Examples are depreciation and maintenance of factory building and equipment, and the cost of factory management and administration.

Variable production overhead is the indirect cost of production that varies directly with the volume of production.

Examples are indirect labor and indirect materials.

Conversion Cost is equal to Direct Labor and Factory Overhead

Allocation of fixed production overhead



The allocation of fixed production overhead to the cost of conversion is based on the normal capacity of the production facilities.

Normal capacity is the production expected to be achieved on average over a number of periods or seasons under normal circumstances taking into account the loss of capacity resulting
from planned maintenance.

The amount of fixed overhead allocated to each unit of production is not increased as consequence of low production or idle plant.

Unallocated fixed overhead is recognized as expense in the period in which it is incurred.

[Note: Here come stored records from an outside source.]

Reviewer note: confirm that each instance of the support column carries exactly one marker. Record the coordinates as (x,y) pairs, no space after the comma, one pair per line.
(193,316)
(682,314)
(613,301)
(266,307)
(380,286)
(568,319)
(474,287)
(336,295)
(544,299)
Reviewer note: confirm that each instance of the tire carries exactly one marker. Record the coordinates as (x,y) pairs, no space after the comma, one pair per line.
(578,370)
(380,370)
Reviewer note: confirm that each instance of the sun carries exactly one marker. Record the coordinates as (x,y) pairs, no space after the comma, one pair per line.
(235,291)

Allocation of variable production overhead



Variable production overhead is allocated to each unit of production on the basis of the actual use of the production facilities.

A production process may result in more than one product being produced simultaneously.

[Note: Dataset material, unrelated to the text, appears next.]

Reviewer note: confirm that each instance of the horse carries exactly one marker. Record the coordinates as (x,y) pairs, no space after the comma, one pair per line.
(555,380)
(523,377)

This is the case, for example, when joint products are produced or where there is a main product and a by-product.

When the costs of conversion are not separately identifiable, they are allocated between the products on a rational and consistent basis, for example, on the basis of the relative sales
value of each product.
Most by-products by their nature are not material.

Other cost

Other cost is included in the cost of inventories only to the extent that it is incurred in bringing the inventories to their present location and condition.

For example, it may be appropriate to include the cost of designing product for specific customers in the cost of inventories.

However, the following costs are excluded from the cost of inventories and recognized as expenses in the period when incurred:

a. Abnormal amounts of wasted materials, labor and other production costs.
b. Storage costs, unless these costs are necessary in the production process prior to a further production stage.
Thus, storage costs on goods in process are capitalized but storage costs on finished goods are expensed.
c. Administrative overheads that do not contribute to bringing inventories to their present location and condition.
d. Distribution or selling costs.

Cost of inventories of a service provider



The cost of inventories of a service provider consists primarily of the labor and other costs of personnel directly engaged in providing the service, including supervisory personnel and
attributable overhead.

Labor and other costs relating to sales and general administrative personnel are not included but are recognized as expenses in the period in which they incurred.